We and the Selling Security Holder have agreed to indemnify Piper Jaffray against certain liabilities, including civil liabilities under the Securities Act, or to contribute to payments that Piper Jaffray may be required to make in respect of those liabilities.
From time to time in the ordinary course of their respective businesses, Piper Jaffray and certain of its affiliates may have in the past, or may in the future, engage in commercial banking or investment banking transactions with, or provide financial advisory services to, us and our affiliates for which they have or will receive customary fees and commissions.
In connection with this offering, Parsons Behle & Latimer, a Professional Law Corporation, Salt Lake City, Utah, is counsel to inContact. Wilson Sonsini Goodrich & Rosati, Professional Corporation, San Francisco, California, is counsel to the Selling Security Holder. Goodwin Procter LLP, New York, New York, is counsel to Piper Jaffray as the underwriter.
WHERE YOU CAN FIND MORE INFORMATION
We have filed with the SEC a registration statement on Form S-3 under the Securities Act with respect to the shares of common stock being offered by the Selling Security Holder under this prospectus supplement. This prospectus supplement and the accompanying prospectus do not contain all of the information set forth in the registration statement and the exhibits to the registration statement. For further information with respect to us and the securities being offered by the Selling Security Holder under this prospectus supplement, we refer you to the registration statement and the exhibits and schedules filed as a part of the registration statement. Statements contained in this prospectus supplement as to the contents of any contract or any other document referred to are not necessarily complete, and in each instance, we refer you to the copy of the contract or other document filed as an exhibit to the registration statement. Each of these statements is qualified in all respects by this reference.
We also file annual reports, quarterly reports, proxy statements, and other documents with the SEC under the Securities Exchange Act of 1934, as amended, or the Exchange Act.

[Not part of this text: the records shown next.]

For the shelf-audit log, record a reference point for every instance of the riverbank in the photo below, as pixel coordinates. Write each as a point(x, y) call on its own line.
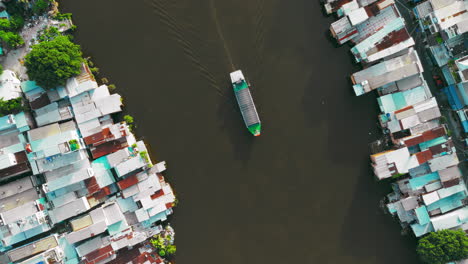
point(422, 161)
point(76, 185)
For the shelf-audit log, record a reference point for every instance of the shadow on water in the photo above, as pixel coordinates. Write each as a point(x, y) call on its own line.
point(362, 233)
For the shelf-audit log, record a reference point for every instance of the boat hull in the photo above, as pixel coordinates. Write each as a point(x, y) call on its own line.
point(245, 102)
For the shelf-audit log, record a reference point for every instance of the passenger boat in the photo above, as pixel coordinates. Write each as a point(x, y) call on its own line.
point(246, 104)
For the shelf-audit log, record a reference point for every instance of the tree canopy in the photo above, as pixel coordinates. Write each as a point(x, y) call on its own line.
point(12, 106)
point(13, 40)
point(51, 63)
point(443, 246)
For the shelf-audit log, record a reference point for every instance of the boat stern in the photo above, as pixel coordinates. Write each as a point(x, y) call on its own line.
point(255, 129)
point(237, 76)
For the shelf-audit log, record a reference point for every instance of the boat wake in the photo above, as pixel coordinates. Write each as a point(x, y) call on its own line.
point(220, 33)
point(175, 30)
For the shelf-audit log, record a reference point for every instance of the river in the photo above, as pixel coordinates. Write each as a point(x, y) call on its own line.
point(303, 191)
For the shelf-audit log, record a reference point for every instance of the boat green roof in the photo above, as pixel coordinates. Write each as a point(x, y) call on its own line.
point(240, 86)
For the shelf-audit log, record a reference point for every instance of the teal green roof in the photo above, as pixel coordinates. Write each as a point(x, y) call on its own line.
point(419, 182)
point(422, 215)
point(28, 86)
point(448, 203)
point(392, 102)
point(432, 142)
point(362, 47)
point(117, 227)
point(240, 86)
point(420, 230)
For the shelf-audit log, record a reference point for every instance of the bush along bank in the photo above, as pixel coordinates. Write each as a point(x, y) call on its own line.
point(89, 189)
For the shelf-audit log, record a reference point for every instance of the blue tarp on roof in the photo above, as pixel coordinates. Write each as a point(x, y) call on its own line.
point(433, 142)
point(448, 203)
point(4, 14)
point(440, 54)
point(452, 96)
point(448, 75)
point(463, 120)
point(422, 215)
point(5, 123)
point(419, 182)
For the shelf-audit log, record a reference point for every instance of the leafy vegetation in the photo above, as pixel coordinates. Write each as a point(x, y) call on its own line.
point(51, 63)
point(129, 120)
point(145, 157)
point(443, 246)
point(49, 33)
point(74, 145)
point(398, 175)
point(163, 245)
point(41, 6)
point(62, 16)
point(12, 106)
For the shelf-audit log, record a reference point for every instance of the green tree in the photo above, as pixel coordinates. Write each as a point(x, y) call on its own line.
point(40, 6)
point(12, 106)
point(13, 40)
point(128, 119)
point(16, 22)
point(51, 63)
point(443, 246)
point(5, 24)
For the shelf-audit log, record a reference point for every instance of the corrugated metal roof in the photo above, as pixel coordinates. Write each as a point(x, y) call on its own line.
point(81, 222)
point(450, 173)
point(127, 182)
point(32, 249)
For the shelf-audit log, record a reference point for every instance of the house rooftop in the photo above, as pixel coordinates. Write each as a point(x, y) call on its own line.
point(32, 249)
point(10, 85)
point(386, 72)
point(69, 210)
point(451, 220)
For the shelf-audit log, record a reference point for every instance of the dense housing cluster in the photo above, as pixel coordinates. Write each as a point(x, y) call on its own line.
point(418, 154)
point(76, 187)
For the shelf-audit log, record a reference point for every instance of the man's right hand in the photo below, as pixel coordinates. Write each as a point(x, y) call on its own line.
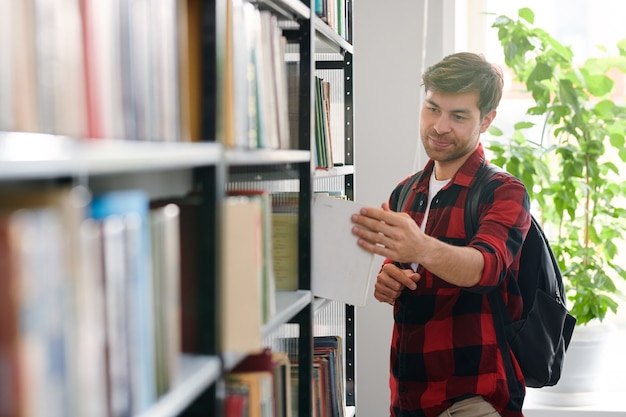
point(390, 282)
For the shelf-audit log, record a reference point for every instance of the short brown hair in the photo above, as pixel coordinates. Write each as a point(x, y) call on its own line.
point(467, 72)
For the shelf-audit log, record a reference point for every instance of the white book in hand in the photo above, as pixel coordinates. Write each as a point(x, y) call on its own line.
point(341, 269)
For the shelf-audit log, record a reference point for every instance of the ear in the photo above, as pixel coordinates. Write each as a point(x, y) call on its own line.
point(486, 122)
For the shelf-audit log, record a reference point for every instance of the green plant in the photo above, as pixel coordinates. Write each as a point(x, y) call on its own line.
point(570, 171)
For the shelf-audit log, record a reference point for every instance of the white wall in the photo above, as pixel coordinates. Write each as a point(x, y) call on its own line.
point(388, 57)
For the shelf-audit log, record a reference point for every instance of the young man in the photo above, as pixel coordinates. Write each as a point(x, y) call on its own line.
point(445, 359)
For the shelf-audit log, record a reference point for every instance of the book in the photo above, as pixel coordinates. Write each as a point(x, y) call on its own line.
point(129, 287)
point(341, 270)
point(240, 297)
point(37, 214)
point(255, 372)
point(90, 341)
point(281, 368)
point(33, 342)
point(165, 233)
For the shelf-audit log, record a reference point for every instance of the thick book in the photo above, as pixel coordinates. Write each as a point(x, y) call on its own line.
point(341, 269)
point(240, 298)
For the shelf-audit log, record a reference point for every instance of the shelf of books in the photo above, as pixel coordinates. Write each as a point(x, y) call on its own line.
point(156, 207)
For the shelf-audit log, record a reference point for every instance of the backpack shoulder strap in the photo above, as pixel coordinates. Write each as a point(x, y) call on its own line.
point(406, 189)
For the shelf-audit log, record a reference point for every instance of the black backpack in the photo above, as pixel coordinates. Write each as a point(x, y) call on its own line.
point(540, 338)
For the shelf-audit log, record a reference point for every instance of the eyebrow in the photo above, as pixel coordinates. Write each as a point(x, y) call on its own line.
point(457, 111)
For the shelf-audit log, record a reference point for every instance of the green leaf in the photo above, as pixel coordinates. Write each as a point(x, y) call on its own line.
point(527, 14)
point(599, 85)
point(523, 125)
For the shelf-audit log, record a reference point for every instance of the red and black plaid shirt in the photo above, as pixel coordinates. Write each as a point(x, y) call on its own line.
point(444, 345)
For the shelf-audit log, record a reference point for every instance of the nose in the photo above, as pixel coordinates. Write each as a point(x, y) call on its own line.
point(441, 126)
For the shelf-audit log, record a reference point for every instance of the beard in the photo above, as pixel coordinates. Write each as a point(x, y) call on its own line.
point(445, 148)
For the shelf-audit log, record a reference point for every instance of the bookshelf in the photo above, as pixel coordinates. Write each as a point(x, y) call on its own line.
point(115, 131)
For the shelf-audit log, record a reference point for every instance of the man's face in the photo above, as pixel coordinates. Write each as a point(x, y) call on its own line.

The public may read and copy any materials we file with the SEC, including the registration statement of which this prospectus supplement and the accompanying prospectus are a part, at the SECs Public Reference Room at 100 F Street, NE, Room 2521, Washington, D.C. 20549. The public may obtain information on the operation of the Public Reference Room by calling the SEC at 1-800-SEC-0330. Also, the SEC maintains an internet site at www.sec.gov that contains reports, proxy and information statements and other information regarding issuers that file electronically with the SEC, including inContact. General information about inContact, including our annual report on Form 10-K, quarterly reports on Form 10-Q and current reports on Form 8-K, as well as any amendments and exhibits to those reports, are available free of charge through our website at www.incontact.com as soon as reasonably practicable after we file them with, or furnish them to, the SEC. Information on or available through our website is not incorporated into this prospectus supplement and the accompanying prospectus.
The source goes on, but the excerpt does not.